Ainouz, who doesn’t have a special connection to England, said his aim was to bring Parr into the spotlight.
“The main reason is Catherine Parr and the fact that nothing had been made about her of relevance,” he told Reuters ahead of the premiere of “Firebrand” at the Cannes Film Festival.
“I was very excited with the possibility of bringing her to the light and bringing it to a place of protagonism in history, which was always either given to Henry or to the women that were dead,” he said.
“Firebrand,” which is competition for the Palme d’Or, stars Alicia Vikander as Catherine, Henry’s sixth and last wife as she navigates Tudor court politics towards the end of his life.
“The pain he was suffering was excruciating,” said Jude Law, who plays the king.
Law re-creates the physically imposing Henry, who at that time in his life was struggling with stiff, swollen legs, and a rotting wound.
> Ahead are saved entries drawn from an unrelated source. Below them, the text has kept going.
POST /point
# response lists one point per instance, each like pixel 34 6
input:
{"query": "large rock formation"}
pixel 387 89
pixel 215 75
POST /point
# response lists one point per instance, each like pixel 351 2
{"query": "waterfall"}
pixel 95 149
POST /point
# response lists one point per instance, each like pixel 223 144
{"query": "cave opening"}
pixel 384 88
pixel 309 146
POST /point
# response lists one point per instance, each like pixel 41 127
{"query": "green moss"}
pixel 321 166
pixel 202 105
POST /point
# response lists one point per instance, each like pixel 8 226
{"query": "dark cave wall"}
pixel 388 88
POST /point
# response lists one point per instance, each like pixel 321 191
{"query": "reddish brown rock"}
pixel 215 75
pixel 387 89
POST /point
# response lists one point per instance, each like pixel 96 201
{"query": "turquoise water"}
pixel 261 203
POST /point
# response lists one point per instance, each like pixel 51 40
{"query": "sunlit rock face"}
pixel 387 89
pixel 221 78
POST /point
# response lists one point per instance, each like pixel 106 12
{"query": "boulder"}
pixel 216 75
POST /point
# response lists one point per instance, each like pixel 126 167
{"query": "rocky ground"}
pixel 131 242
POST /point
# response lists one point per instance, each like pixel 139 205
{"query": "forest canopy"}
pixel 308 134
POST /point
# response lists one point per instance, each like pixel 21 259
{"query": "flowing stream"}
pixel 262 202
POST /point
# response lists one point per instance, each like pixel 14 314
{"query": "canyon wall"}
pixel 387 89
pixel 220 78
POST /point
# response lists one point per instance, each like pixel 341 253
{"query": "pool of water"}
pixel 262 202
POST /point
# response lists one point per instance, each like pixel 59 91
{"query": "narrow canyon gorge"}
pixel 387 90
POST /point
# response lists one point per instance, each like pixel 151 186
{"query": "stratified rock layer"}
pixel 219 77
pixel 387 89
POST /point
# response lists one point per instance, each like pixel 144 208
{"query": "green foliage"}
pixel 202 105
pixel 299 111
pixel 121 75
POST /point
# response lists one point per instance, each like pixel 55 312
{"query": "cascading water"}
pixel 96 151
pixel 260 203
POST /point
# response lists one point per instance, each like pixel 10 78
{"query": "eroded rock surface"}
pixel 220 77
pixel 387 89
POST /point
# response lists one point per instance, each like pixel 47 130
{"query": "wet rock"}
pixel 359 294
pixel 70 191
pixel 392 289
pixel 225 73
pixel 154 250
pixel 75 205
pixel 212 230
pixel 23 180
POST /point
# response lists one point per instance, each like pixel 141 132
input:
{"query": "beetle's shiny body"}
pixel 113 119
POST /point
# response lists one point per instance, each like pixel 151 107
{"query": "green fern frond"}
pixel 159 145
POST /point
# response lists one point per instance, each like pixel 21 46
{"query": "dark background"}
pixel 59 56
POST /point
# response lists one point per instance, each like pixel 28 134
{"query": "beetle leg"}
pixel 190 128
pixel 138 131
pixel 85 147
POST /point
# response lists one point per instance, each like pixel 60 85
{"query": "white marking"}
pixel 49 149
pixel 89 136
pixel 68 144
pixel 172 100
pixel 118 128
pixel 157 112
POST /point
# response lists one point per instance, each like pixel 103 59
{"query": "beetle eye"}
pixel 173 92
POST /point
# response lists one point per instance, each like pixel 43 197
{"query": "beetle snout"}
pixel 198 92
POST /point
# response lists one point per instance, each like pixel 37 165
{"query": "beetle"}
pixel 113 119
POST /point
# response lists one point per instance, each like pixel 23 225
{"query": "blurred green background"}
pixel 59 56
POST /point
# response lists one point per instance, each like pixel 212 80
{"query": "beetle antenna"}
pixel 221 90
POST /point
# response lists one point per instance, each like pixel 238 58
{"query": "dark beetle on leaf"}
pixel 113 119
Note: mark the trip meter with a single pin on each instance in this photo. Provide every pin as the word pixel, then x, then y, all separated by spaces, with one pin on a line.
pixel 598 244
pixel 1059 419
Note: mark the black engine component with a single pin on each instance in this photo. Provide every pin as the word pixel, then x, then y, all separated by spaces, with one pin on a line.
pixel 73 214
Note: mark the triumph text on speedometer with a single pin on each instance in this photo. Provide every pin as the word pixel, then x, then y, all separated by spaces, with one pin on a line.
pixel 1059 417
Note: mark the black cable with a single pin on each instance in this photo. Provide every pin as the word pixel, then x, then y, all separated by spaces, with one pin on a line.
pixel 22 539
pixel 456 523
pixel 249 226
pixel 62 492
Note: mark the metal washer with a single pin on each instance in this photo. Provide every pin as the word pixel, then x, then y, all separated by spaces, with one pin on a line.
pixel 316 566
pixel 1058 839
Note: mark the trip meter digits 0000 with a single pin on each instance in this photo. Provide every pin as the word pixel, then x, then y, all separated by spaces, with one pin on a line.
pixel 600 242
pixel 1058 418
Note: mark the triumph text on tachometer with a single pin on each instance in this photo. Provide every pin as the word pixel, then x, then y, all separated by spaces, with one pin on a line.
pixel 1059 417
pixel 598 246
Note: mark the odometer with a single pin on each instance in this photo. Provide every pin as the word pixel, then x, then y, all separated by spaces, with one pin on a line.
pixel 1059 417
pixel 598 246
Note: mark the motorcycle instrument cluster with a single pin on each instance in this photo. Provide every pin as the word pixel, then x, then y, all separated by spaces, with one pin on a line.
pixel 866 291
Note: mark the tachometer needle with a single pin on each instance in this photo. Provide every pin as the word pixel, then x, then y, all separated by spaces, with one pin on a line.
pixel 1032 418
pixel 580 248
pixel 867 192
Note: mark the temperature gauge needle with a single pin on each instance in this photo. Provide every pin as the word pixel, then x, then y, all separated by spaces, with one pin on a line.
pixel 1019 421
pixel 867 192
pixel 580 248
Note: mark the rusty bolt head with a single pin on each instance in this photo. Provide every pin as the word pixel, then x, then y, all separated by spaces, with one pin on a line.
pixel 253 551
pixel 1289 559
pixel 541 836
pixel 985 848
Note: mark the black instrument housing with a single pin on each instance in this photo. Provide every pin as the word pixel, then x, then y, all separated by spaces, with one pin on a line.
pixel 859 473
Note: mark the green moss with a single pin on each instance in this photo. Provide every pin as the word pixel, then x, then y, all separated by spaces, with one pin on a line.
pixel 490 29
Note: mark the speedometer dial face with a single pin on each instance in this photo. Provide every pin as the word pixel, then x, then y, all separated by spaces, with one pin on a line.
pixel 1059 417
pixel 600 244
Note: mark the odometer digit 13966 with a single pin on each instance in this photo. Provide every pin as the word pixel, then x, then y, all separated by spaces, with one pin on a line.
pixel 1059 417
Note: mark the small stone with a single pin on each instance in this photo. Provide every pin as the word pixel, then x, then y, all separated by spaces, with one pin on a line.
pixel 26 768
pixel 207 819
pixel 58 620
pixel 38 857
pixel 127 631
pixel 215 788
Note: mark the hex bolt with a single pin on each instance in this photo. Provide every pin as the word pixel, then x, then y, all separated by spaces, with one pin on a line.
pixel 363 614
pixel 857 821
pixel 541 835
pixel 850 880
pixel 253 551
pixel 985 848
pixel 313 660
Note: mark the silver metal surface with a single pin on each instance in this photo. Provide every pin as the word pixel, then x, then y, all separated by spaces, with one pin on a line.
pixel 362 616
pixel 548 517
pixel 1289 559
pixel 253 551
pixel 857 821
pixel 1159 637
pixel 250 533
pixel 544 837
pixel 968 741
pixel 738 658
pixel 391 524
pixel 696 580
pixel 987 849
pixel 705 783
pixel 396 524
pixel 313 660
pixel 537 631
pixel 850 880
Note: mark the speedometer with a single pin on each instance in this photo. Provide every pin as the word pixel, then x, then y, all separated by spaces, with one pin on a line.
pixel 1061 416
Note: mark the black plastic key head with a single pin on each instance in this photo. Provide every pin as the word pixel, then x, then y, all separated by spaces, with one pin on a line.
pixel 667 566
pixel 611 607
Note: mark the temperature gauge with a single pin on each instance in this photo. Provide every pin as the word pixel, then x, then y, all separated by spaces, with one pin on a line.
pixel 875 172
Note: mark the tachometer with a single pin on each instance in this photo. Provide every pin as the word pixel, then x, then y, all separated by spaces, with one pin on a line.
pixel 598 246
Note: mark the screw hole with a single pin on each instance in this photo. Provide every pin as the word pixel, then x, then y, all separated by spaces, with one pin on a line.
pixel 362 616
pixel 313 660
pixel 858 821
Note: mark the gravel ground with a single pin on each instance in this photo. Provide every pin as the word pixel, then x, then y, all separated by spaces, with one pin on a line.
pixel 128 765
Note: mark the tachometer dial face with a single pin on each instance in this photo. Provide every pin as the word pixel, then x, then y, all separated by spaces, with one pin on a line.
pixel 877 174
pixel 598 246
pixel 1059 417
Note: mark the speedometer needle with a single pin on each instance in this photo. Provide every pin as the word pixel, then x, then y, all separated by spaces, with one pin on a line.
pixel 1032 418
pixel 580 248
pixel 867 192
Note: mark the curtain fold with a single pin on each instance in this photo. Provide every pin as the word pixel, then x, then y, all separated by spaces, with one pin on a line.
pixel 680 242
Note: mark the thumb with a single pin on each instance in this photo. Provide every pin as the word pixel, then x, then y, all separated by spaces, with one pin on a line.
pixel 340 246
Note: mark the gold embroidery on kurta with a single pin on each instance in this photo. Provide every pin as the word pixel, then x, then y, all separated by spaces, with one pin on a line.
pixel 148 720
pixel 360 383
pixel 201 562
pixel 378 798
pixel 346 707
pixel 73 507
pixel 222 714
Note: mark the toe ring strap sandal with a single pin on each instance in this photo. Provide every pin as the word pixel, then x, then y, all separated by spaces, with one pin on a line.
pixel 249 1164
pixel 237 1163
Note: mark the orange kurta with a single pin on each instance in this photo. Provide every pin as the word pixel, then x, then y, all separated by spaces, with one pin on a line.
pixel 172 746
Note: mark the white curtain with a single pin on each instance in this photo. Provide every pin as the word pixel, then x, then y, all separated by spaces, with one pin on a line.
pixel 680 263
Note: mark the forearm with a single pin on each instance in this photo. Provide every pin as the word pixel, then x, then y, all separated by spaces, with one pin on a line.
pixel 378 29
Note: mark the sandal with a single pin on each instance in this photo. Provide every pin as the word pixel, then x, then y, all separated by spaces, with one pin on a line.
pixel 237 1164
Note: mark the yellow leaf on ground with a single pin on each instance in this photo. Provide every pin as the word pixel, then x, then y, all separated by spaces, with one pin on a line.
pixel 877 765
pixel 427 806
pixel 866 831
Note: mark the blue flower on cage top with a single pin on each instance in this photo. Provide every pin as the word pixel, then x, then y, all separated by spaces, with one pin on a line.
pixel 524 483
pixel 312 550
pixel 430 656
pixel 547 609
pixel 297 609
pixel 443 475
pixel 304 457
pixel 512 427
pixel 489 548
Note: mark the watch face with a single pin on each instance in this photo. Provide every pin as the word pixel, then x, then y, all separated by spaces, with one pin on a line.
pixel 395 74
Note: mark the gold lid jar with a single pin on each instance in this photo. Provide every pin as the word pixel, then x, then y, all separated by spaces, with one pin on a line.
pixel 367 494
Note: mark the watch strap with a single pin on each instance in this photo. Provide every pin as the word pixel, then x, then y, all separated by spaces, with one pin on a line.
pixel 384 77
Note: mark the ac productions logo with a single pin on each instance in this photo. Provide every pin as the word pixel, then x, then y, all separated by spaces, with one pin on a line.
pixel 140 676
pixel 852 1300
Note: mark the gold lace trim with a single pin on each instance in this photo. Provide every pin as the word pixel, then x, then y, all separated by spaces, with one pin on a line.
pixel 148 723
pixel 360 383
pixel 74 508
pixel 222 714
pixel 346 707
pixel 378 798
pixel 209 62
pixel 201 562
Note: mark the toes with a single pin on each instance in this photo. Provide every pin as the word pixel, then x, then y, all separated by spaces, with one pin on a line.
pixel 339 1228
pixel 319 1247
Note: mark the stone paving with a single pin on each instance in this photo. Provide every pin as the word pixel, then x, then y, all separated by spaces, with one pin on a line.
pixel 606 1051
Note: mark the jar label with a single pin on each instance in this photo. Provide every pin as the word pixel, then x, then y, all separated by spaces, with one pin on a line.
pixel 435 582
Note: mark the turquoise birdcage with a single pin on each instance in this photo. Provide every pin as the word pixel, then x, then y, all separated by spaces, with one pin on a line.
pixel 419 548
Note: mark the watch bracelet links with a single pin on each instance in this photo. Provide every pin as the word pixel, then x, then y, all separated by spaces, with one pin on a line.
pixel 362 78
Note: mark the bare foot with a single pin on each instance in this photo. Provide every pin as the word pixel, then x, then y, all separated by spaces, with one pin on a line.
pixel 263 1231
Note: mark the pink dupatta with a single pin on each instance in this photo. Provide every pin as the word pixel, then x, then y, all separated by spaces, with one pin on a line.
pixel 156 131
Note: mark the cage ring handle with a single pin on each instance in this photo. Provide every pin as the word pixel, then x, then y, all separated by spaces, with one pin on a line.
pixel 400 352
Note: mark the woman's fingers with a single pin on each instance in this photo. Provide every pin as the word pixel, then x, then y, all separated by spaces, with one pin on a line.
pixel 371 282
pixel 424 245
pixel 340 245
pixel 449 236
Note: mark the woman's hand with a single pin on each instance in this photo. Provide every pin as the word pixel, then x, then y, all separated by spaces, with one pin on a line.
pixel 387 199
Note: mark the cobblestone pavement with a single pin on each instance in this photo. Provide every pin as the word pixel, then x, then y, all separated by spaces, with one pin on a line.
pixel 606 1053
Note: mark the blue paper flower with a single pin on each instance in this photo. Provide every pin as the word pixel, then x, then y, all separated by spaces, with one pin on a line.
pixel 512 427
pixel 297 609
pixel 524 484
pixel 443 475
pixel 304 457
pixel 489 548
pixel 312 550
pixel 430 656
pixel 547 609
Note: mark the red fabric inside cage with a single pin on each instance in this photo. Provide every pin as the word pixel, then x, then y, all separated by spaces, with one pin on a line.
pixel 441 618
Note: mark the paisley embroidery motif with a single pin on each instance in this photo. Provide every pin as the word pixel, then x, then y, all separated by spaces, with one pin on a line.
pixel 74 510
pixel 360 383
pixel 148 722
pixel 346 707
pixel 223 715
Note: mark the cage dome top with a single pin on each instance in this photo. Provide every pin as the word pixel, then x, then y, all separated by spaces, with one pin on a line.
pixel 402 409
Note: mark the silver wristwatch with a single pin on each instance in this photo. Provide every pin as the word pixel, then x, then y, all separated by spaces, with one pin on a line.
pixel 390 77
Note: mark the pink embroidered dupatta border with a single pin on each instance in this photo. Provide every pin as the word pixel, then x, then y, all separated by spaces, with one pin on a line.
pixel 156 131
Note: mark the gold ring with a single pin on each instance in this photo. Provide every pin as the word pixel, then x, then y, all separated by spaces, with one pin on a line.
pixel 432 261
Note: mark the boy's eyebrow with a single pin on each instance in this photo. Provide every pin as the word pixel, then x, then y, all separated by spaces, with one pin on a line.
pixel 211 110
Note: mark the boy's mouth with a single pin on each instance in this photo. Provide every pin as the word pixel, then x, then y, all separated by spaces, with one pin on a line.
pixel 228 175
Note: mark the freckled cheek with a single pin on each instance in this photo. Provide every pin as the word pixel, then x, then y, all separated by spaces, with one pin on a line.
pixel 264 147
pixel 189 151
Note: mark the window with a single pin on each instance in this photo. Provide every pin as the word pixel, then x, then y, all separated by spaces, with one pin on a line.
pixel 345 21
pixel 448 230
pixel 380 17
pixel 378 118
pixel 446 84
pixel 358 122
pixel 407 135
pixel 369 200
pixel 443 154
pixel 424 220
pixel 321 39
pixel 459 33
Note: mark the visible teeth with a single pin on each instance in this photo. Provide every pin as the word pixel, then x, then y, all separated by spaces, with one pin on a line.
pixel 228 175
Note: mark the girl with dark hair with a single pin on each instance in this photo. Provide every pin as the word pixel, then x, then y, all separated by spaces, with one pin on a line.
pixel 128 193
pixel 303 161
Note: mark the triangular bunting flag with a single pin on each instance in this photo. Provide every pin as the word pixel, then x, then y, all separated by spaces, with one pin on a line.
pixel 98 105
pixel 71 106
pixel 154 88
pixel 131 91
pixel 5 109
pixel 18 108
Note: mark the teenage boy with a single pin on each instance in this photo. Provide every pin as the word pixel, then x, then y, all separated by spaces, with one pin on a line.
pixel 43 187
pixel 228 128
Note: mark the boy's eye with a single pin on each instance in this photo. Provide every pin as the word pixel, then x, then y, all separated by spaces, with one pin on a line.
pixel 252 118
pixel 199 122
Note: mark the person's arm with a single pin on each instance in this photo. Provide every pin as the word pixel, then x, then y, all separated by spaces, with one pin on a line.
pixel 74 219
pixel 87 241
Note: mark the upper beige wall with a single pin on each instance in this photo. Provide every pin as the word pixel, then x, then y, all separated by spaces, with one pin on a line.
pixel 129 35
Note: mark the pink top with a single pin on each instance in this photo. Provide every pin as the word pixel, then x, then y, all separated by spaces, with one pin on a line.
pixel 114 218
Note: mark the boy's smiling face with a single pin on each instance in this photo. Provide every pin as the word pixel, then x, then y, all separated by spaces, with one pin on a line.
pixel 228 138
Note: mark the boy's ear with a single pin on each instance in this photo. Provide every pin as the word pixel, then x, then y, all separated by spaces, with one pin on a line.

Law used weights to get Henry’s gait just right.
“How was he dealing with that? Probably through alcohol. So this drunkenness, there’s also this weight that he’s carrying because we know he was by that point grossly obese. All of that has an effect on physicality,” added Law.
Henry VIII, who ruled England from 1509 to 1547, famously divorced his first wife against her will, breaking with Rome and making himself the head of the Church of England.
“Firebrand, at its heart, is about an abusive husband, said Law. “And that, sadly, is an international and universal story that people, I think recognise and the power and the skills this woman had to tiptoe around this powerful figure was remarkable.”
The film, which is based on the 2013 novel “Queen’s Gambit” by Elizabeth Fremantle, marks Ainouz’s first time competing for Cannes’ top prize and is his first English-language film.